Many hypersensitive sites correspond to binding sites for known regulatory proteins, and the relative absence of nucleosomes in these regions may allow the binding of these proteins. Nucleosomes are entirely absent in some regions that are very active in transcription, such as the rRNA genes. Transcriptionally active chromatin also tends to be deficient in histone H1, which binds the linker DNA between nucleosome particles.
Histones within transcriptionally active chromatin and heterochromatin also differ in their patterns of covalent modification. The C-terminal tails of the core histones are modified by the acetylation and methylation of Lys and Arg residues, phosphorylation of Ser or Thr residues, and ubiquitination or sumoylation (see Chapter 22). In particular, the acetylation-deacetylation of histones figures prominently in the processes that activate chromatin for transcription. The HAT-mediated acetylation of multiple Lys residues in the N-terminal domains of histones H3 and H4 can reduce the affinity of the entire nucleosome for DNA. Acetylation may also prevent or promote interactions with other proteins involved in regulating transcription. When transcription of a gene is no longer required, acetylation of nucleosomes in that vicinity is reduced by the activity of histone deacetylases (HDACs), resulting in condensation of the chromatin to reduce or inactivate gene transcription. HDACs often function through protein-protein interactions, such as by binding corepressors or acting as components of chromatin remodeling complexes.
A general model for deacetylation and gene inactivation is shown in Figure 21-2. In addition to the removal of certain acetyl groups, new covalent modifications of histones mark chromatin as transcriptionally inactive. For example, the Lys residue at position 9 in histone H3 is often methylated in heterochromatin.
Figure 21-2: Gene inactivation by histone deacetylation. Removal of acetyl groups from histones leads to dissociation of RNA polymerase and condensation of the chromatin.

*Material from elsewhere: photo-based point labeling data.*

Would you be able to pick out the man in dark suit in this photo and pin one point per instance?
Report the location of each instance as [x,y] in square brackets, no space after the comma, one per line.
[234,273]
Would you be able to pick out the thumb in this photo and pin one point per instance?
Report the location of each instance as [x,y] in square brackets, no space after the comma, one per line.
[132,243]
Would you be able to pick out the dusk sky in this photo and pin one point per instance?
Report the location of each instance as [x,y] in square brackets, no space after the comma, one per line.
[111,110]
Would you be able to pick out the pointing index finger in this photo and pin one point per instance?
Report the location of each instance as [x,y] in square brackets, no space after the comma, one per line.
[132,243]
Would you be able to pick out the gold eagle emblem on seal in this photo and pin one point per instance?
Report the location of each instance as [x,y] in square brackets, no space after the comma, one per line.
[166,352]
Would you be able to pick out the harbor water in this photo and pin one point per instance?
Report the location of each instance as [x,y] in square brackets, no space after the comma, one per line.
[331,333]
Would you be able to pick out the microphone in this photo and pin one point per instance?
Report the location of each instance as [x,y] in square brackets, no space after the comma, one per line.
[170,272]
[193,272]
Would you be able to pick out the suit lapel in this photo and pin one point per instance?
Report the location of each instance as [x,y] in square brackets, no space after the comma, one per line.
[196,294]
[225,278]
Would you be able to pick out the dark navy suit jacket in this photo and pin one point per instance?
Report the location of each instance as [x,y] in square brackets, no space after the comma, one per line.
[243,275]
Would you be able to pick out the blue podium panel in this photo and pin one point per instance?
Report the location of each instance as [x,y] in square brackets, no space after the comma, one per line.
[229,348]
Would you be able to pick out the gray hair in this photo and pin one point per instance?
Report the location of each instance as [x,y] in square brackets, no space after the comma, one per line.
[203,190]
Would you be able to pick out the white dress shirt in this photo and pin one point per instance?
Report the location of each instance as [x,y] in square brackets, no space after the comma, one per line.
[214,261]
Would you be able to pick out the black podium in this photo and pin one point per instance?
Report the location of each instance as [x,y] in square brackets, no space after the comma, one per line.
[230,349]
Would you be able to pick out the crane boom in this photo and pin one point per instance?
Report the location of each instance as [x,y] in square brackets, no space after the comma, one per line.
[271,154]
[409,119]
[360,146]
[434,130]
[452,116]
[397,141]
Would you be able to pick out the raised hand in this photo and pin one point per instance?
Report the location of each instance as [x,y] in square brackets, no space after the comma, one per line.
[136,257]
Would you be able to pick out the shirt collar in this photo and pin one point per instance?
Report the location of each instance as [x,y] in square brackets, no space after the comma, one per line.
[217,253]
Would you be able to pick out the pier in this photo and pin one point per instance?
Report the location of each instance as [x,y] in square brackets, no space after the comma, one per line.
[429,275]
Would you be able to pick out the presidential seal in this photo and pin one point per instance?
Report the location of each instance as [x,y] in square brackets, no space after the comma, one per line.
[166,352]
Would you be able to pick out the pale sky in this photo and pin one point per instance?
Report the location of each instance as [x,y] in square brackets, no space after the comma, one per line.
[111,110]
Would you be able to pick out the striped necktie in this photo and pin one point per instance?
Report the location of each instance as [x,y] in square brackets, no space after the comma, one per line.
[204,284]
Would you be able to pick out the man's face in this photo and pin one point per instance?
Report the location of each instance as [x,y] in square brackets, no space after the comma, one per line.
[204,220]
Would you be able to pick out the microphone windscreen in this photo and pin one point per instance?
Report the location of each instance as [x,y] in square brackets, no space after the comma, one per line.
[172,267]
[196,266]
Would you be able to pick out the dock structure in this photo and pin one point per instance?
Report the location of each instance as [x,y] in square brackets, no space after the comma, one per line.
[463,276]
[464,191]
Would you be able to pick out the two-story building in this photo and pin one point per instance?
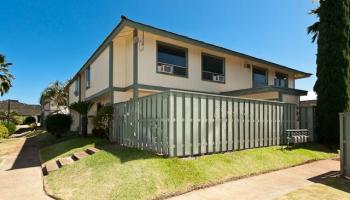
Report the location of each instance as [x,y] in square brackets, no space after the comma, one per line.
[136,60]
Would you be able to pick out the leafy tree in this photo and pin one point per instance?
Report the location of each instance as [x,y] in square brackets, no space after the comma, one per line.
[55,92]
[82,107]
[5,76]
[103,119]
[332,33]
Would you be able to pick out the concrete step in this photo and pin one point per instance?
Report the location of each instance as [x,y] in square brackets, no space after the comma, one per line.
[92,150]
[79,155]
[64,161]
[49,167]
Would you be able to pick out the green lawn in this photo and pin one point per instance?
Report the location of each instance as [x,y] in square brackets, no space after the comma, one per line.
[330,188]
[120,173]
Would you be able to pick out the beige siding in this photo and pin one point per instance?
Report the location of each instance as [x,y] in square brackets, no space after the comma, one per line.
[99,74]
[237,77]
[75,121]
[122,96]
[123,60]
[72,97]
[290,98]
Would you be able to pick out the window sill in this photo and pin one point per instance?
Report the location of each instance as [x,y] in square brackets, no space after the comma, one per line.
[212,81]
[180,76]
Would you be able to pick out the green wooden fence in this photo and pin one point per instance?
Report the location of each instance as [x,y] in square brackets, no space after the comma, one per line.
[178,123]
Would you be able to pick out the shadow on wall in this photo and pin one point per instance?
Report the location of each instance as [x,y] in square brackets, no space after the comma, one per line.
[333,179]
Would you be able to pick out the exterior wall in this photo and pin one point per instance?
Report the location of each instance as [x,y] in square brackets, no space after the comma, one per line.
[123,96]
[290,98]
[82,86]
[75,121]
[123,61]
[92,112]
[237,77]
[264,95]
[72,97]
[99,74]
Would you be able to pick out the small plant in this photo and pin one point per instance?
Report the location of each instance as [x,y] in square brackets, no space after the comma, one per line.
[33,126]
[11,127]
[102,120]
[29,120]
[58,124]
[4,133]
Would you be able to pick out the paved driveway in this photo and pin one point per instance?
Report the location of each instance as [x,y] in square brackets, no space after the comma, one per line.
[20,174]
[265,186]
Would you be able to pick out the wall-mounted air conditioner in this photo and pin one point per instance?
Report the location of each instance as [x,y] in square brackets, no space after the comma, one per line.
[219,78]
[166,69]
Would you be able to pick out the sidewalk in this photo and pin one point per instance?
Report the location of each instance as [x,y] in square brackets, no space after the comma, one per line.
[20,175]
[265,186]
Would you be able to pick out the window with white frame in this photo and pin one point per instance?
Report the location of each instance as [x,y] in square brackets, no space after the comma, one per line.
[259,77]
[171,60]
[281,80]
[213,68]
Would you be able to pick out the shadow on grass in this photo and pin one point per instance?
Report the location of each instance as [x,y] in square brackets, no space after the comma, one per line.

Gene regulation through histone modifications is typically achieved through activation or inhibition of transcription initiation. However, an exciting finding has demonstrated that chromatin structure is also involved in the control of mRNA splicing for some genes (see this chapter’s Moment of Discovery). This may seem surprising, given that histones do not bind RNA. Yet Gcn5, a well-studied transcription factor with HAT activity, is now known to also affect RNA processing: loss of Gcn5 HAT activity prevents proper pre-mRNA splicing in yeast, because components of the splicing machinery fail to properly bind the pre-mRNA splice sites (Highlight 21-1). This example shows how different types of regulation (in this case, transcription and mRNA processing) can be interrelated. It seems likely that processes previously thought to be isolated and separable events may be interwoven in complex regulatory networks in the living cell.
Positive Regulation of Eukaryotic Promoters Involves Multiple Protein Activators
Each of the three eukaryotic RNA polymerases has little or no intrinsic affinity for its promoters. Instead, initiation of transcription almost always requires activator proteins. An important reason for the apparent predominance of positive regulation is clear from the earlier discussion: chromatin structure effectively renders most promoters inaccessible, so genes are normally silent in the absence of other regulation. The structure of chromatin affects access to some promoters more than others, but repressor binding to DNA to block access of RNA polymerase (negative regulation) would often be simply redundant. Other factors are also at play in the use of positive regulation, however, and speculation generally centers on two: the large size of eukaryotic genomes and the greater efficiency of positive regulation.
Because eukaryotes have much larger genomes than bacteria, there is an increased likelihood that a specific binding sequence for a regulatory protein will occur randomly in other regions of the DNA. Recall that a sequence of n nucleotides will occur randomly every 4n bp. Thus, any single regulatory protein with a small binding site will probably bind nonspecifically to multiple places in the eukaryotic genome (see the How We Know section at the end of this chapter). Specific transcriptional activation of a gene through the binding of one regulatory protein to a small binding site, as often occurs in bacteria, would be ineffective in eukaryotes. In theory, specificity of regulator binding would be increased if the DNA sequences recognized by the proteins were longer. Yet eukaryotes did not evolve in this way: eukaryotic regulators do not bind longer DNA sequences than their bacterial counterparts. Instead, to achieve specific transcriptional activation of a gene, eukaryotes employ multiple regulatory proteins, or transcription factors, each of which binds a short sequence; successful gene activation occurs only when all the factors are bound at their individual sites. This “combination” of factors for activating one gene is used in combinatorial control (see Section 21.2).
To accommodate the binding of multiple transcription factors, eukaryotic promoters are necessarily more complicated than their bacterial counterparts (Figure 21-3). Take, for example, a typical promoter recognized by RNA polymerase II (Pol II), the enzyme responsible for mRNA synthesis. Many (but not all) Pol II promoters include the TATA box and Inr (initiator) sequences, with their standard spacing (see Figure 15-20). These sequences comprise the core promoter.
Figure 21-3: A typical eukaryotic promoter. General transcription factors and RNA polymerase II bind the promoter, assisted by transcription activators. Activator-binding sites (regulatory sequences) can be distant from the promoter and located either before or after the gene. Activators bind regulatory sequences in DNA directly, whereas coactivators bind activators instead of DNA. Activation of Pol II is mediated by coactivators binding to core subunits of the polymerase through DNA looping.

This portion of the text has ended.